La cama define una zona de descanso, pero alrededor aparecen otras: entrada, cambio de ropa, cuidado personal y guardado. Cada una necesita una superficie o destino proporcionado a su uso.
Protege los recorridos
Marca el trayecto desde la puerta hasta la cama y el armario. Retira de esa línea cestas, calzado y esquinas auxiliares. No hace falta llenar cada pared; un recorrido claro reduce golpes y también facilita limpiar y devolver cosas.
- Puerta y cajones abren por completo
- La ropa temporal tiene un límite visible
- La mesilla contiene sólo la rutina nocturna
- El suelo conserva un recorrido continuo
Crea un punto de transición para la ropa
La ropa usada pero no destinada al lavado suele quedar en silla o cama porque no tiene categoría. Define un soporte pequeño y limitado. Si se llena, procesa las prendas antes de añadir otra superficie de transición.

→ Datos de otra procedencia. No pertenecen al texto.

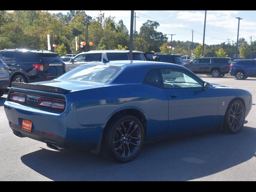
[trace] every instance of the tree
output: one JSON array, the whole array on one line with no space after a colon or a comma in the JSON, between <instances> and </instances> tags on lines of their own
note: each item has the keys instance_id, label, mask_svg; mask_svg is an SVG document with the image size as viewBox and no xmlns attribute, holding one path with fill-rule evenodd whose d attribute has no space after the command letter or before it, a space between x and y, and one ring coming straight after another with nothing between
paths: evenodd
<instances>
[{"instance_id":1,"label":"tree","mask_svg":"<svg viewBox=\"0 0 256 192\"><path fill-rule=\"evenodd\" d=\"M167 46L169 46L169 44L168 43L165 43L161 45L159 48L160 51L162 53L169 53L170 52L170 49L167 48Z\"/></svg>"},{"instance_id":2,"label":"tree","mask_svg":"<svg viewBox=\"0 0 256 192\"><path fill-rule=\"evenodd\" d=\"M118 48L117 49L116 49L116 50L127 50L128 49L128 46L124 46L124 47L122 46L122 45L119 45L119 44L117 45L117 46Z\"/></svg>"},{"instance_id":3,"label":"tree","mask_svg":"<svg viewBox=\"0 0 256 192\"><path fill-rule=\"evenodd\" d=\"M246 58L250 53L250 46L246 42L244 42L239 48L240 57L243 59Z\"/></svg>"},{"instance_id":4,"label":"tree","mask_svg":"<svg viewBox=\"0 0 256 192\"><path fill-rule=\"evenodd\" d=\"M196 57L201 57L203 46L202 45L197 46L195 49L192 51L192 53L195 54Z\"/></svg>"},{"instance_id":5,"label":"tree","mask_svg":"<svg viewBox=\"0 0 256 192\"><path fill-rule=\"evenodd\" d=\"M228 56L228 55L226 54L226 52L222 48L219 49L218 51L215 52L215 53L218 57L226 57Z\"/></svg>"},{"instance_id":6,"label":"tree","mask_svg":"<svg viewBox=\"0 0 256 192\"><path fill-rule=\"evenodd\" d=\"M140 27L139 36L144 39L148 46L147 50L144 51L153 50L156 52L159 52L160 46L167 41L166 34L164 34L161 32L156 31L156 30L159 26L159 24L156 21L148 20ZM139 42L138 39L136 42ZM138 47L137 45L136 46ZM138 50L140 50L138 49Z\"/></svg>"},{"instance_id":7,"label":"tree","mask_svg":"<svg viewBox=\"0 0 256 192\"><path fill-rule=\"evenodd\" d=\"M64 56L67 54L66 50L67 48L66 47L64 43L57 47L56 49L55 52L59 54L60 56Z\"/></svg>"}]
</instances>

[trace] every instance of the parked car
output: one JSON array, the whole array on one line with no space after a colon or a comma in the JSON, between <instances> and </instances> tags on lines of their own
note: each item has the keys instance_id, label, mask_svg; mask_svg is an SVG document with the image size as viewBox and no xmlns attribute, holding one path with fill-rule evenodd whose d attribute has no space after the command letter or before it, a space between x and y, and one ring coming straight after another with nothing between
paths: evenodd
<instances>
[{"instance_id":1,"label":"parked car","mask_svg":"<svg viewBox=\"0 0 256 192\"><path fill-rule=\"evenodd\" d=\"M5 49L0 51L0 58L9 66L11 82L50 80L65 72L58 54L48 51Z\"/></svg>"},{"instance_id":2,"label":"parked car","mask_svg":"<svg viewBox=\"0 0 256 192\"><path fill-rule=\"evenodd\" d=\"M71 59L73 58L71 57L60 57L61 59L64 63L66 62L70 62Z\"/></svg>"},{"instance_id":3,"label":"parked car","mask_svg":"<svg viewBox=\"0 0 256 192\"><path fill-rule=\"evenodd\" d=\"M256 60L255 59L238 59L230 65L229 74L237 79L248 77L256 77Z\"/></svg>"},{"instance_id":4,"label":"parked car","mask_svg":"<svg viewBox=\"0 0 256 192\"><path fill-rule=\"evenodd\" d=\"M223 77L228 73L231 58L228 57L195 58L185 66L196 74L211 74L213 77Z\"/></svg>"},{"instance_id":5,"label":"parked car","mask_svg":"<svg viewBox=\"0 0 256 192\"><path fill-rule=\"evenodd\" d=\"M181 58L182 59L183 62L185 63L186 63L192 60L189 55L183 55L181 56Z\"/></svg>"},{"instance_id":6,"label":"parked car","mask_svg":"<svg viewBox=\"0 0 256 192\"><path fill-rule=\"evenodd\" d=\"M168 54L167 53L155 53L155 56L158 56L157 61L173 63L180 65L184 65L184 62L179 55Z\"/></svg>"},{"instance_id":7,"label":"parked car","mask_svg":"<svg viewBox=\"0 0 256 192\"><path fill-rule=\"evenodd\" d=\"M8 66L0 59L0 97L2 97L5 92L5 89L10 85Z\"/></svg>"},{"instance_id":8,"label":"parked car","mask_svg":"<svg viewBox=\"0 0 256 192\"><path fill-rule=\"evenodd\" d=\"M66 57L74 57L76 55L76 54L66 54L65 56Z\"/></svg>"},{"instance_id":9,"label":"parked car","mask_svg":"<svg viewBox=\"0 0 256 192\"><path fill-rule=\"evenodd\" d=\"M129 52L126 50L100 50L82 52L78 54L69 62L66 63L66 71L71 70L81 65L90 62L115 60L129 60ZM142 52L132 51L132 60L144 61Z\"/></svg>"},{"instance_id":10,"label":"parked car","mask_svg":"<svg viewBox=\"0 0 256 192\"><path fill-rule=\"evenodd\" d=\"M121 162L134 159L144 142L237 133L252 104L246 90L211 85L179 65L145 61L94 63L13 86L4 108L15 135L57 150L101 151Z\"/></svg>"}]
</instances>

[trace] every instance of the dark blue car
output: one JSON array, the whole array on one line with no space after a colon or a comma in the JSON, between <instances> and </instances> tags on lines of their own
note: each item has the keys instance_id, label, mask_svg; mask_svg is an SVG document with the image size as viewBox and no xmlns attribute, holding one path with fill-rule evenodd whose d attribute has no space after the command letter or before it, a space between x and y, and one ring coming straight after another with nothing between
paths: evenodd
<instances>
[{"instance_id":1,"label":"dark blue car","mask_svg":"<svg viewBox=\"0 0 256 192\"><path fill-rule=\"evenodd\" d=\"M12 85L4 105L15 135L55 149L101 151L121 162L147 141L238 133L252 103L247 91L210 85L178 65L145 61L94 63L51 81Z\"/></svg>"},{"instance_id":2,"label":"dark blue car","mask_svg":"<svg viewBox=\"0 0 256 192\"><path fill-rule=\"evenodd\" d=\"M237 79L245 79L248 77L256 77L256 60L238 59L230 65L229 74Z\"/></svg>"}]
</instances>

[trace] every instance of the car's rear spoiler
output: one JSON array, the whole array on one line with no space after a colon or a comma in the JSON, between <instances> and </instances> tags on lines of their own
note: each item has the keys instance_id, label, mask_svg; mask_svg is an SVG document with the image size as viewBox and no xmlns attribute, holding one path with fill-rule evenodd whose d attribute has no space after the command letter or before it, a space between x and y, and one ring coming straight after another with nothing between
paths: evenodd
<instances>
[{"instance_id":1,"label":"car's rear spoiler","mask_svg":"<svg viewBox=\"0 0 256 192\"><path fill-rule=\"evenodd\" d=\"M59 87L48 86L47 85L30 84L20 82L12 82L12 86L14 87L45 91L48 92L62 93L62 94L66 94L71 91L71 90L68 90Z\"/></svg>"}]
</instances>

Usa la altura con una intención
Las zonas altas funcionan para piezas ligeras y poco frecuentes. Mantén lo cotidiano entre cintura y ojos cuando sea posible. Antes de añadir estantes, dibuja su profundidad y comprueba que no invadan la línea visual al entrar o la zona de movimiento junto a la cama.
- Mapa de acciones y recorridos
- Destino para cada transición
- Frecuencia para asignar alturas
- Revisión tras siete noches normales
Evalúa la habitación al despertar
El cierre nocturno debe ser corto: despejar cama, procesar ropa y dejar libre el paso. Si necesita una reorganización completa, el sistema tiene demasiados pasos o demasiada capacidad abierta. Ajusta el destino que siempre falla.
Prioriza una habitación que permita empezar y terminar el día con movimientos sencillos, no una composición que sólo funciona recién ordenada.